The Evening Brief: June 11, 2012
Your evening reading: Dewhurst hits Cruz again over patent case; pro-Obama Super PAC launches ad blitz targeting Hispanics; state prepping for voter ID court battle
New in The Texas Tribune:
- Dewhurst Again Slams Cruz Over Lawsuit Involving Chinese Firm: "David Dewhurst again criticized U.S. Senate runoff rival Ted Cruz’s involvement in a patent case — pitting a Chinese company against a U.S. inventor — saying Monday that 'this is a terrific insight into the character of Mr. Cruz.'"
- Texas Gets Creative With Plans for Recycling Water: "Later this year, a plant in Big Spring will become the state's first facility to process wastewater and send it back into the drinking water system.
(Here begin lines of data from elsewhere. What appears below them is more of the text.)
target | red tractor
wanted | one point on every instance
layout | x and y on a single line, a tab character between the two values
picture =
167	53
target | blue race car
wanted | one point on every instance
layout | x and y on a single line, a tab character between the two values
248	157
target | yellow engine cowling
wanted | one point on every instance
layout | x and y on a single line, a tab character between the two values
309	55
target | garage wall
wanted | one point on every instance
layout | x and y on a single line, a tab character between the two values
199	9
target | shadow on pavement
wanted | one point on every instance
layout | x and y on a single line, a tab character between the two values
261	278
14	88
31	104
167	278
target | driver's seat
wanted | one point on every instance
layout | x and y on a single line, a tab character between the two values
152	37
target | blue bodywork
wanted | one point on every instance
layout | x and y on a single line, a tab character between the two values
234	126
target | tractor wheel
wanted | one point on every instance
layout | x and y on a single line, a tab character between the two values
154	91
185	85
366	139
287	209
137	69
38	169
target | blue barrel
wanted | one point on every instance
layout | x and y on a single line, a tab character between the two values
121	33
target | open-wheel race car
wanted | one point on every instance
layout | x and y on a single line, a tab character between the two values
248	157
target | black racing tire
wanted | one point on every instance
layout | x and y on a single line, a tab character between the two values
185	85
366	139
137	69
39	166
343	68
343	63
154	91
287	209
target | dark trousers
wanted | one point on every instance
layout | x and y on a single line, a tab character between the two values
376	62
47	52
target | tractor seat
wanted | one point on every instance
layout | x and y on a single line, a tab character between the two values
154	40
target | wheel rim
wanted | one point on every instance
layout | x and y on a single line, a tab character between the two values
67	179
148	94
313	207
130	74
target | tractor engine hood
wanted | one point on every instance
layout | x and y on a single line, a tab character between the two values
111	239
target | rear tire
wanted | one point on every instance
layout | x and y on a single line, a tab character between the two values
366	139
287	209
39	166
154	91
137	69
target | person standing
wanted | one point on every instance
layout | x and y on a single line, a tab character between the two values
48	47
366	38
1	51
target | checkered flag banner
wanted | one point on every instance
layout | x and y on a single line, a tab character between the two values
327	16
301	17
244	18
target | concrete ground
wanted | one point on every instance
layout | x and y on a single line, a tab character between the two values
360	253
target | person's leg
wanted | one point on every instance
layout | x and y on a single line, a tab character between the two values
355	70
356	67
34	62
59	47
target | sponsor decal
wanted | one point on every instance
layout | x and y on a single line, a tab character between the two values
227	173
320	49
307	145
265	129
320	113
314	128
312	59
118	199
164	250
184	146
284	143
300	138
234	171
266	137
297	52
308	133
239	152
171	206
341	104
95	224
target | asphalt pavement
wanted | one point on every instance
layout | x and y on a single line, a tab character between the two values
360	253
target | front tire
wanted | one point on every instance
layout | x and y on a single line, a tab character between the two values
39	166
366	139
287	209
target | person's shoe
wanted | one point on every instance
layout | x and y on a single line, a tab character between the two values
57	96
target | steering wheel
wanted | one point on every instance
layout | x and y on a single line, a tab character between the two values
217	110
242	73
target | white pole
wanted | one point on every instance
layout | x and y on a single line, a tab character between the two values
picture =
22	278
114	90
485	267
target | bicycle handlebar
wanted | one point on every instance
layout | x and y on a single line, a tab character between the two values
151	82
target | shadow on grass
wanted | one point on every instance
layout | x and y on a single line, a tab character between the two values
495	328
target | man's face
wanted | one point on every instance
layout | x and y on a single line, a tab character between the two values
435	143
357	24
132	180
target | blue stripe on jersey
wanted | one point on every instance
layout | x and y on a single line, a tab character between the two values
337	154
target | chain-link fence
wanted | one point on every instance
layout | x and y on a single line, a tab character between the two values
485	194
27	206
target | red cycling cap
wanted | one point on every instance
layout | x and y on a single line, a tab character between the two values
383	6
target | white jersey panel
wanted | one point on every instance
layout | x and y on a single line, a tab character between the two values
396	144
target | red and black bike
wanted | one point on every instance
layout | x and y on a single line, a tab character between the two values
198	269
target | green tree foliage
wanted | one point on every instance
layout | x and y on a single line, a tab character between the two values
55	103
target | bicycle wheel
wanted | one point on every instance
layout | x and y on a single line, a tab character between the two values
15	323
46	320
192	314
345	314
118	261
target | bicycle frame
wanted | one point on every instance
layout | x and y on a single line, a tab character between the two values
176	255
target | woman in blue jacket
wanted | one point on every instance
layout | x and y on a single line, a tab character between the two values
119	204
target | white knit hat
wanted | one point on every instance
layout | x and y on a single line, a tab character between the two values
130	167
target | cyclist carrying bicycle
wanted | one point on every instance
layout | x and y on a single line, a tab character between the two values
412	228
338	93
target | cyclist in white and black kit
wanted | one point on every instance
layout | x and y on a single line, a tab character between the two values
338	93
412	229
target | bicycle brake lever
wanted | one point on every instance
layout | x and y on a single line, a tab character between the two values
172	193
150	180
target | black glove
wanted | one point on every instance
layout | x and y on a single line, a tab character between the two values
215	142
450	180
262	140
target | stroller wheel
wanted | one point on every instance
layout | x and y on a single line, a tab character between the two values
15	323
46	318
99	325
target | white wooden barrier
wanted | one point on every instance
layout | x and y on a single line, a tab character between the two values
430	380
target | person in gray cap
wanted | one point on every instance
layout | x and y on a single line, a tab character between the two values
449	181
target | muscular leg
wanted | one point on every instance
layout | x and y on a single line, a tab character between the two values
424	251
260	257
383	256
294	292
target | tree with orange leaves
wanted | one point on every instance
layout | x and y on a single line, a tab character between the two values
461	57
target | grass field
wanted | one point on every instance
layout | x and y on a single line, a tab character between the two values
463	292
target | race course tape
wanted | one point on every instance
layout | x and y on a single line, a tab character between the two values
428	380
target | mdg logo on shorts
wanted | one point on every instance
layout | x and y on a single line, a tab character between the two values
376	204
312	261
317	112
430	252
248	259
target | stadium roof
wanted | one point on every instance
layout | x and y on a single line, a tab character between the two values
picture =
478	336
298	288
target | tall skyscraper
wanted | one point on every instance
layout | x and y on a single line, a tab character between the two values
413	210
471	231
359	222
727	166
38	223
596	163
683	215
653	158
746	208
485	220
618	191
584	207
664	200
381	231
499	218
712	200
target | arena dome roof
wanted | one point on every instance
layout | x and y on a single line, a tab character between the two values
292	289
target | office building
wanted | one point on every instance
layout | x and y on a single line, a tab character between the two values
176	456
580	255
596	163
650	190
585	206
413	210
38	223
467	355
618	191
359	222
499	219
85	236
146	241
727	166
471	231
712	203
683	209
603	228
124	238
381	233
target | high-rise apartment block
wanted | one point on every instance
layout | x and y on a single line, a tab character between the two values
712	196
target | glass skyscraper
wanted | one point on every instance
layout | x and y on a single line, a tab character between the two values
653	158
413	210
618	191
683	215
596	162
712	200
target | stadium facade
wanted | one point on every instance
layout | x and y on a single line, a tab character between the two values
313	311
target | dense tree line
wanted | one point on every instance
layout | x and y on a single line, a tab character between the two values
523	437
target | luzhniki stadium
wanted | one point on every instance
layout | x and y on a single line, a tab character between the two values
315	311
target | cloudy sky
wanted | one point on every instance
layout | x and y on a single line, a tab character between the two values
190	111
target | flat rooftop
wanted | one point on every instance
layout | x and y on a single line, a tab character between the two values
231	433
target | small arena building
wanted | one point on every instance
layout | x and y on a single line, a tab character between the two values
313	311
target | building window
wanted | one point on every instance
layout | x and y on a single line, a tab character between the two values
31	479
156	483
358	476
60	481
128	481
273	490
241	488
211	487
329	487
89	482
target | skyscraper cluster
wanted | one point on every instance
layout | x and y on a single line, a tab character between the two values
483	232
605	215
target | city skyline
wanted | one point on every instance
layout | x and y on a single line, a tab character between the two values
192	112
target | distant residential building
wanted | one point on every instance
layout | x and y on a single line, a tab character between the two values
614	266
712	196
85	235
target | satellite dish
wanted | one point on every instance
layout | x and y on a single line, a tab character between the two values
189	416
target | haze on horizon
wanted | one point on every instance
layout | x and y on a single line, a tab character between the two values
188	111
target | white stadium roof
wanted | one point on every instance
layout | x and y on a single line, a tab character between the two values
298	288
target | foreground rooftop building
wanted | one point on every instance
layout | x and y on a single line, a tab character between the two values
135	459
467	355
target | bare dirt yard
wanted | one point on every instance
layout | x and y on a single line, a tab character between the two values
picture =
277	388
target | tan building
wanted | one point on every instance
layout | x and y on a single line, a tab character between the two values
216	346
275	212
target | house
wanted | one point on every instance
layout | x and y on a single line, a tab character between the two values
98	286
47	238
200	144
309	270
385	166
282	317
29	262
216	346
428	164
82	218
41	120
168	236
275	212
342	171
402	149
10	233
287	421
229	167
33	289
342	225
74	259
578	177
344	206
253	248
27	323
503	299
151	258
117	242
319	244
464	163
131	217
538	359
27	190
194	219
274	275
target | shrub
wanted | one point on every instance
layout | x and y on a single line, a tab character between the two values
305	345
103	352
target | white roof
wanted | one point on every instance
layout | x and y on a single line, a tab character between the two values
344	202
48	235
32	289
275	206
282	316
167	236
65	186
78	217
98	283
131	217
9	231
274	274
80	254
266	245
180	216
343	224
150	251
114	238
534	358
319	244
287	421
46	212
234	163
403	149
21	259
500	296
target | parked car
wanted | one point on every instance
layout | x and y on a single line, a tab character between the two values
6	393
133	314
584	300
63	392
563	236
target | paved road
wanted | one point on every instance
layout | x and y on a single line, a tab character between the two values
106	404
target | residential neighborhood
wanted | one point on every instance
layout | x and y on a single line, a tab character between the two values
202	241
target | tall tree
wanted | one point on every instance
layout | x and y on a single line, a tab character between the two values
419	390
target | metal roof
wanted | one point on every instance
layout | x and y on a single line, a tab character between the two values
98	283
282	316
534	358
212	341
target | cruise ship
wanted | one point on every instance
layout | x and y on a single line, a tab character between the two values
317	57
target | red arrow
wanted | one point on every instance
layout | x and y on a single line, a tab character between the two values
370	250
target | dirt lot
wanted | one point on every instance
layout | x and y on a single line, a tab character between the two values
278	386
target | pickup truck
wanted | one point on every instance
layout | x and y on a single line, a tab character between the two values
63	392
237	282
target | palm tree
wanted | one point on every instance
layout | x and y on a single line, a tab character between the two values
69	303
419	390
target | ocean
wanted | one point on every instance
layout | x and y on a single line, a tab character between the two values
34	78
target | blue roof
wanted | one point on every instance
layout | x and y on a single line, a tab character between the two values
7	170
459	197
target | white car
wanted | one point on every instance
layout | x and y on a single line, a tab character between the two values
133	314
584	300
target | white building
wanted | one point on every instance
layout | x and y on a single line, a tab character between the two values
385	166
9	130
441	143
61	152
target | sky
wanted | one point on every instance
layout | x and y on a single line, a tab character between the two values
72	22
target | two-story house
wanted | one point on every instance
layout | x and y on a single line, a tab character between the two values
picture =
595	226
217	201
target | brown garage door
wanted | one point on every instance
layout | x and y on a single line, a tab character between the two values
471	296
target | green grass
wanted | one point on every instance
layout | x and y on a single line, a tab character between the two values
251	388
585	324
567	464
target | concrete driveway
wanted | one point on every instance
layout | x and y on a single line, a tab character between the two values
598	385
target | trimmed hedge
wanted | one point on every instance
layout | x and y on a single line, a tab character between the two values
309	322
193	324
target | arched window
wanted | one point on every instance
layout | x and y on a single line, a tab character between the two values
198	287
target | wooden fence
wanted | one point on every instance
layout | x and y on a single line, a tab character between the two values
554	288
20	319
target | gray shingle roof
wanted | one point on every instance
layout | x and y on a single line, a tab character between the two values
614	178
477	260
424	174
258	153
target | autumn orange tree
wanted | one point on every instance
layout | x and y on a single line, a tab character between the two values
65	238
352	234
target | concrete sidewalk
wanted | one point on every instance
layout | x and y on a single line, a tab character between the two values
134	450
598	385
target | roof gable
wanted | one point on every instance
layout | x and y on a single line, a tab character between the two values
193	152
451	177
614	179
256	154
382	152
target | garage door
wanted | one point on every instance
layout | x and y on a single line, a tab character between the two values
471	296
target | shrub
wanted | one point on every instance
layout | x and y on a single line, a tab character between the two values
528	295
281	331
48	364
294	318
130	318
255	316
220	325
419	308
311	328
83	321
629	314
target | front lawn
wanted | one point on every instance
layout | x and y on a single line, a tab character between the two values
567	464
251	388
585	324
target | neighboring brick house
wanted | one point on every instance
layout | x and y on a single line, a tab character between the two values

This is the ultimate use of 'reclaimed water' — a source crucial to Texas' future."
- With a Runoff, Dynamics Change in Senate Race: "So much for sure things: David Dewhurst was expected to walk away with the Republican nomination for U.S. Senate, even in a field of nine candidates. Now he's in a runoff — and it's been a good year for insurgents like opponent Ted Cruz."
- For TxDOT, a $2 Billion "Perception Problem": "The Texas Department of Transportation announced this year that it had an extra $2 billion in funding. And that could hurt the agency's attempts at getting extra funding next session."
- Hispanic voters targeted in new ad blitz for Obama (The Associated Press): "One of the nation's largest unions and a Democratic super PAC supporting President Barack Obama launched a joint $4 million Spanish-language advertising campaign on Monday, targeting Hispanic voters. The ads, sponsored by the Service Employees International Union and Priorities USA Action, argue that Republican presidential candidate Mitt Romney's policies would benefit the wealthiest Americans at the expense of Hispanics and other working families."
- Texas prepares for court over voter ID law (San Antonio Express-News): "Texas is preparing for a legal showdown next month in federal court over a new voter photo ID law passed by the Legislature. … Despite legal maneuvering by Texas and Justice Department lawyers, a three-judge U.S. District Court panel has cleared the docket for a July 9 trial. And it remains questionable whether the new law can be implemented in Texas by the November general election."